DIVINA CONFUSIÓN

DIRECCIÓN: Salvador Garcini
TÍTULO ORIGINAL: Divina confusión (2008)
PAÍS: México
GUION: Antonio Abascal
FOTOGRAFÍA: Andrés León Becker
MÚSICA: Xavier Asali
DURACIÓN: 105 minutos

 
       

Juan Carlos Romero Puga | @jcromero

A medio camino entre un forzado melodrama y México 2000 (Rogelio A. González, 1983), una vieja comedia protagonizada por Héctor Lechuga y Chucho Salinas en la que los dioses del Olimpo toman a México como modelo para decidir si destruyen o no a la humanidad, Divina confusión es una de esas películas nacionales que hacen sospechar que uno tiene algo malo en la corteza prefrontal del cerebro, ahí donde dicen los científicos que está el sentido del humor.

La historia comienza cuando Zeus (Jesús Ochoa), Hera (Lisa Owen) y otros dioses griegos deciden mezclarse con los humanos para experimentar sus pasiones, razón por la cual escogen México para poner un antro al que llaman el Olimpo Dancing Club. Luego de intervenir en la relación entre Pablo (Alan Estrada) y Bibí (Ana Brenda Contreras), quienes están a punto de comprometerse, Eros comete un error y ocasiona que ésta termine enamorada de su futura suegra (Diana Bracho).

Gente de televisión, el director Salvador Garcini y su guionista Antonio Abascal, creen en la mercancia poco sofísticada como la de mayor salida o bien confunden chabacanería con comedia ingeniosa. Esto incluye la gastadísima (aunque a algunos les parezca muy novedosa) gracejada de poner a un narrador de futbol como fondo del encuentro sexual de una pareja, o poner a dos machos bigotones a lanzarse miraditas y encontrarse parecido con Humphrey Bogart.

Pero Divina confusión también pretende tener su profundidad, ya que al mismo tiempo que se supone que los flirteos de estos dos tipos son graciosos, su parte "seria" es —faltaba más— un discurso muy respetuoso y correctito sobre el amor lésbico entre una chica y su suegra.
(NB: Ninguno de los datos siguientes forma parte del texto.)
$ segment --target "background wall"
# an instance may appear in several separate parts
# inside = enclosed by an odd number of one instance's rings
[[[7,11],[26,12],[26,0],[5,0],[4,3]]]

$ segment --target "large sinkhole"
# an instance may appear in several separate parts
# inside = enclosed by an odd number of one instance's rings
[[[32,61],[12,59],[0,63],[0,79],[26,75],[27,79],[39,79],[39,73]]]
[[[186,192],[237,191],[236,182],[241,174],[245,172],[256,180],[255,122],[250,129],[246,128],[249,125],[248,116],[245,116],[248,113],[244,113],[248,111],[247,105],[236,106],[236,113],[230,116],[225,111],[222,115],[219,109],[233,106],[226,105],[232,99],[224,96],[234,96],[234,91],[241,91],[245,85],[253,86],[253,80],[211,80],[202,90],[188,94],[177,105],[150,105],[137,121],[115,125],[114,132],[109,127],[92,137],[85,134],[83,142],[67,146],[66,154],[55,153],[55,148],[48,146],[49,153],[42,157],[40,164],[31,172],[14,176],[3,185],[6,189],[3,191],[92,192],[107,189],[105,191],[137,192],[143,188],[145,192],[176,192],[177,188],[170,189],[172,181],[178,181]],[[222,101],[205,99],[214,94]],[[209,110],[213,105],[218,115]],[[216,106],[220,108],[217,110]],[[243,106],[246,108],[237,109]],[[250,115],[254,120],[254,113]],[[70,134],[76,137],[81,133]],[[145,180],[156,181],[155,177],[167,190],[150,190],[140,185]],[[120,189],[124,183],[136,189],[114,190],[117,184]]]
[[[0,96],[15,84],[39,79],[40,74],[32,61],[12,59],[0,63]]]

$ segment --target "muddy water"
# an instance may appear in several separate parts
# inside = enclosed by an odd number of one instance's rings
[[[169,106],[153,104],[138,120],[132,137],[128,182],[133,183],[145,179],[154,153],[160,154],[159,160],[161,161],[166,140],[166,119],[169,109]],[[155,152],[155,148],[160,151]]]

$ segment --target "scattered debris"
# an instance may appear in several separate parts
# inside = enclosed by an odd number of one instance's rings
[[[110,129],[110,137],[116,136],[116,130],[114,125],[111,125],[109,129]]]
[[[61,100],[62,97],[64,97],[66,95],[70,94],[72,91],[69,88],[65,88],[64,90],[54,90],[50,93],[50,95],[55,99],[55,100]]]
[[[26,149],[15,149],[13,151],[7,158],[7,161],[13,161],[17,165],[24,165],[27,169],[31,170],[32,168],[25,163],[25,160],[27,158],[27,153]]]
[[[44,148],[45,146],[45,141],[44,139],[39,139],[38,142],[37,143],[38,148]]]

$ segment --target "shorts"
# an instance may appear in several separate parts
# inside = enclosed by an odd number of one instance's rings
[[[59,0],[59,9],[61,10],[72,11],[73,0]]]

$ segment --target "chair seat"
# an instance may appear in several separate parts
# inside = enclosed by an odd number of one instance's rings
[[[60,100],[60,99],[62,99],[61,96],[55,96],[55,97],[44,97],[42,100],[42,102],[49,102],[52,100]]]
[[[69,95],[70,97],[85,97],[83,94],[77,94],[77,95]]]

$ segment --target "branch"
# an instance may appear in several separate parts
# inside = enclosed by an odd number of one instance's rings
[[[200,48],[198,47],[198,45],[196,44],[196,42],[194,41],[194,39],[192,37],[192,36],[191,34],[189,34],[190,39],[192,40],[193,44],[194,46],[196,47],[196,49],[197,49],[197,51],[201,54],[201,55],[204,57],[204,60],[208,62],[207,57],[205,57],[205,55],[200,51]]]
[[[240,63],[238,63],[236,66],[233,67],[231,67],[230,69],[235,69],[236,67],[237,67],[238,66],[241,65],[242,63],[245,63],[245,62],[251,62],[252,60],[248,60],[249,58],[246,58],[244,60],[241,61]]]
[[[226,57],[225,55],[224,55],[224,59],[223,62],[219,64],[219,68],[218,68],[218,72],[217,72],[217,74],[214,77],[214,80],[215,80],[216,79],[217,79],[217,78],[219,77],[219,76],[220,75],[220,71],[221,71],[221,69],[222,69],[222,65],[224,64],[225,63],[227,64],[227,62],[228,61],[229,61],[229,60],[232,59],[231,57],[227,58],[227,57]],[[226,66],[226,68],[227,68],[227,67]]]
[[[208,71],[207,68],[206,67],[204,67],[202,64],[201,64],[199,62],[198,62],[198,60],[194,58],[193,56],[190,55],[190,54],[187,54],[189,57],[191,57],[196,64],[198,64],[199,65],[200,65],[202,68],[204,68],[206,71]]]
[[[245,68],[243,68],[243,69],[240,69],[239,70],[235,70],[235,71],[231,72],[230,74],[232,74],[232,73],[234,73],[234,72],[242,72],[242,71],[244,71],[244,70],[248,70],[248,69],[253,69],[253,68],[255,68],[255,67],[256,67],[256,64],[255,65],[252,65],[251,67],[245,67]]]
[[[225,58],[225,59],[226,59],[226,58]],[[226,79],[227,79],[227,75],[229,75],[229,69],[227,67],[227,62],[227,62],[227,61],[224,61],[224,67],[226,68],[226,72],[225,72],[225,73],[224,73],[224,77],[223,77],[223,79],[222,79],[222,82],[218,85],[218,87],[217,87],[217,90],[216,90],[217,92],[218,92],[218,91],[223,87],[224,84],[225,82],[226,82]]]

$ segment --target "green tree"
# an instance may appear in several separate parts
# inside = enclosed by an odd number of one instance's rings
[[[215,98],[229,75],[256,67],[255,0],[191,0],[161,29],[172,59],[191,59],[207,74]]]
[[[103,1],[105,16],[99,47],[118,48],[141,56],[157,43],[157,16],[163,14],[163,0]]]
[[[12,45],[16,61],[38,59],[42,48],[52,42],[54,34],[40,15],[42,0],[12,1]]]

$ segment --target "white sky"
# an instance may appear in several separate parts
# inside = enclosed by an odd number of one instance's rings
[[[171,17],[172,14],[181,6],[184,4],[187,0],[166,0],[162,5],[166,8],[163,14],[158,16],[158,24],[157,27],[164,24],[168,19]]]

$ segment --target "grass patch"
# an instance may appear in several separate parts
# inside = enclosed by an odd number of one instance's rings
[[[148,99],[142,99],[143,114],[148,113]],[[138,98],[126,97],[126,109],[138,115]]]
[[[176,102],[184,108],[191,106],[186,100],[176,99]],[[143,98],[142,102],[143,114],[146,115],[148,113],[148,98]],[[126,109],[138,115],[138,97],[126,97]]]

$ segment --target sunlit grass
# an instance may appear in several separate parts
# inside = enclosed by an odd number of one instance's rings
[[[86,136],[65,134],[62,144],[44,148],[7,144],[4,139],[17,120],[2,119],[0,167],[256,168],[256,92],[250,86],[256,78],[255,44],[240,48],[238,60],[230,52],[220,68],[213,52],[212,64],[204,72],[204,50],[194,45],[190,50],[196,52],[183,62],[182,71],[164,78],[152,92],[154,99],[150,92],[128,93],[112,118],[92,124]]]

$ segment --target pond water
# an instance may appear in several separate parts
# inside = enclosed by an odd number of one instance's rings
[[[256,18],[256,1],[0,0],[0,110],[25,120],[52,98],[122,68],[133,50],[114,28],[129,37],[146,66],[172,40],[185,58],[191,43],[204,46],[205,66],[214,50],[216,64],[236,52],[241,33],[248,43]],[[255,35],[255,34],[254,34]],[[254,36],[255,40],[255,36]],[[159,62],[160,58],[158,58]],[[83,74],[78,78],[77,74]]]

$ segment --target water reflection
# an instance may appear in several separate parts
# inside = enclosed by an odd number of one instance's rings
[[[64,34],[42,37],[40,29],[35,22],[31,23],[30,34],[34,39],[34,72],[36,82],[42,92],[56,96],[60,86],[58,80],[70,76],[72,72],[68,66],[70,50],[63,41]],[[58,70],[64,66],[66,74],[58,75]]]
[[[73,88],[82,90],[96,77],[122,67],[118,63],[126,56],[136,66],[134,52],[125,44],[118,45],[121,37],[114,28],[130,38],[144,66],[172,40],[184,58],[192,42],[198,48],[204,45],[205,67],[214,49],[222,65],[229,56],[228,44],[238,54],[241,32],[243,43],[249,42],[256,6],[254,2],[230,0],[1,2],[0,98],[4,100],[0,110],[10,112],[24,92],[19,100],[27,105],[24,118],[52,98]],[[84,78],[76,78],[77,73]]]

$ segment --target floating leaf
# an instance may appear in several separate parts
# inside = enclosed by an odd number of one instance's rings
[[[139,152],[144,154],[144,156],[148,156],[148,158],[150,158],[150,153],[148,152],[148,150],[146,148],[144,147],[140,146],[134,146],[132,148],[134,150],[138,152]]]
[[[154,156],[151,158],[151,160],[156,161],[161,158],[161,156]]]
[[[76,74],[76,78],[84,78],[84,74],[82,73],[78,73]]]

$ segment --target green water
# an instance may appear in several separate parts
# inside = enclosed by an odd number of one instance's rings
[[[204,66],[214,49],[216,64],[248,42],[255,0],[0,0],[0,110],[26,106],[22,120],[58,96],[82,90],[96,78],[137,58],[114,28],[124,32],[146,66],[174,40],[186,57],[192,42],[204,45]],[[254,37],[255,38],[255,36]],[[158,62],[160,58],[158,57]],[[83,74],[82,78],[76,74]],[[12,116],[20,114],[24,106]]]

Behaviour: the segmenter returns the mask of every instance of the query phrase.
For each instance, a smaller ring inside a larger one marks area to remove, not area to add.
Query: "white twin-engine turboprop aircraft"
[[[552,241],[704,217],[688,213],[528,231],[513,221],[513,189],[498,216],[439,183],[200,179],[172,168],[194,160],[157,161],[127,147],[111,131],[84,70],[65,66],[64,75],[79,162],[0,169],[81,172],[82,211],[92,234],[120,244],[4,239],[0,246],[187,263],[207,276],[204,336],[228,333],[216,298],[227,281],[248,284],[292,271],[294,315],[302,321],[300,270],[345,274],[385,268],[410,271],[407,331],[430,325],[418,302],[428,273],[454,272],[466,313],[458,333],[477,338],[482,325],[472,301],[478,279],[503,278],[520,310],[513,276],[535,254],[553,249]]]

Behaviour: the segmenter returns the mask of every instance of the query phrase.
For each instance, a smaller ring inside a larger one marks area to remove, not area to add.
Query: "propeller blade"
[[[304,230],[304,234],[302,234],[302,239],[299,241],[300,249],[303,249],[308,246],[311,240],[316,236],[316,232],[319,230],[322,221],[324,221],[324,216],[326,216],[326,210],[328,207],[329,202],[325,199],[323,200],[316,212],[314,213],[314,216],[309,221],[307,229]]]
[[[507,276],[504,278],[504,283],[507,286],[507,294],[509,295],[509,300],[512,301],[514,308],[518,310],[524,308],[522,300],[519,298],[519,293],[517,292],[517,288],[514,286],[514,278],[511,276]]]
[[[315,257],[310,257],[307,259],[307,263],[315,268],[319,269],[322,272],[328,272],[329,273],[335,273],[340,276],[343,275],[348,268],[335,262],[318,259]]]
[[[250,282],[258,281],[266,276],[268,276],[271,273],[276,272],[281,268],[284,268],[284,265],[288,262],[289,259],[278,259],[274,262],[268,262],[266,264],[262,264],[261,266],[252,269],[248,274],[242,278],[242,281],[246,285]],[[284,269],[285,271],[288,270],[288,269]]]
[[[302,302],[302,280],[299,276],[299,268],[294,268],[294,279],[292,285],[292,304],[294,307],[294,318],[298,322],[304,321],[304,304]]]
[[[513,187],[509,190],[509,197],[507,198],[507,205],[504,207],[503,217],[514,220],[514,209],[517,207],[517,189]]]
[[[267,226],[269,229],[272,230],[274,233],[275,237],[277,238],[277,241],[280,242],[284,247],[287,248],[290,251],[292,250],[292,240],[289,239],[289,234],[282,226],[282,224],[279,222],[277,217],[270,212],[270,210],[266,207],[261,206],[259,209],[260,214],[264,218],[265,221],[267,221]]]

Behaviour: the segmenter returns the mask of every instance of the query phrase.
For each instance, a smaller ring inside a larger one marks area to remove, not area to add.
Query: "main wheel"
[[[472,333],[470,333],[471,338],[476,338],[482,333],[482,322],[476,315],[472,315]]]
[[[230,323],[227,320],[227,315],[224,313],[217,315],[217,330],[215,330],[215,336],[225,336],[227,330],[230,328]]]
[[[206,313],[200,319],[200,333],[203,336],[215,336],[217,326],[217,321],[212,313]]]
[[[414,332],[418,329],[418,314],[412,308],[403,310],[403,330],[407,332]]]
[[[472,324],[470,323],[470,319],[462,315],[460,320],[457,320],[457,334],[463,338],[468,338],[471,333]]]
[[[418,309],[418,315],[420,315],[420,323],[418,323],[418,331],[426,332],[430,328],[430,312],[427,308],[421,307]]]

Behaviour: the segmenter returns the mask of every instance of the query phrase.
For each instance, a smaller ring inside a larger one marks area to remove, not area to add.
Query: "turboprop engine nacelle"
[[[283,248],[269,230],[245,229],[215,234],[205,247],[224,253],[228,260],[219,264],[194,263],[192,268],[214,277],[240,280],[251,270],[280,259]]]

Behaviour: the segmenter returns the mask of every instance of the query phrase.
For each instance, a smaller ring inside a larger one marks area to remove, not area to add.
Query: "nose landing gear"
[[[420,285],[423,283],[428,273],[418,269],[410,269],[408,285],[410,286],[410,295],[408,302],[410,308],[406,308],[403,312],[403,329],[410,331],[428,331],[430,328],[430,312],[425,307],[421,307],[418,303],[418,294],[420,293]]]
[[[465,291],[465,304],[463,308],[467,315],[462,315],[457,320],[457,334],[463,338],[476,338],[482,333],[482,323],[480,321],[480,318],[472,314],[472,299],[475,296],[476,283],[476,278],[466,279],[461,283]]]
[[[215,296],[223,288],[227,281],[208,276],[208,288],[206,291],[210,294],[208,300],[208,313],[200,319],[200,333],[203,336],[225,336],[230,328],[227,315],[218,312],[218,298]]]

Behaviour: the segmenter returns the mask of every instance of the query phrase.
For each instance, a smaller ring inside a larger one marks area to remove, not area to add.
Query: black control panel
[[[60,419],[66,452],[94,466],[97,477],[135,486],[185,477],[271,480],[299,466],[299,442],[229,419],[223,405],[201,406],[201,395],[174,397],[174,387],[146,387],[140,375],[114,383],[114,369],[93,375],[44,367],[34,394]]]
La cinta deja su tono de sketch para ponerse aleccionadora sobre el tema de la diversidad sexual y luego volver a las inconexas rutinas cómicas a cargo de actores de relleno o a los números musicales con canciones popularizadas por la Sonora Santanera.

La realización no podría ser más dispareja; el filme parece dirigido por tres personas distintas; tramos enteros no parecen sino la representación de una obra universitaria y otros, como la intervención de Adal Ramones en el papel de dios de la comedia (?), hacen parecer que el guionista se fue de vacaciones durante minutos enteros de la película.

Lo cierto es que no hay nada en esas casi dos horas que de veras provoque una risa o que le exija algo al espectador. Uno pensaría que la experiencia de ir al cine tendría que ser, por mucho, diferente a ver televisión en gran formato, pero es lo que Divina confusión ofrece. Ya no debería extrañarnos nada; así están las cosas hace rato.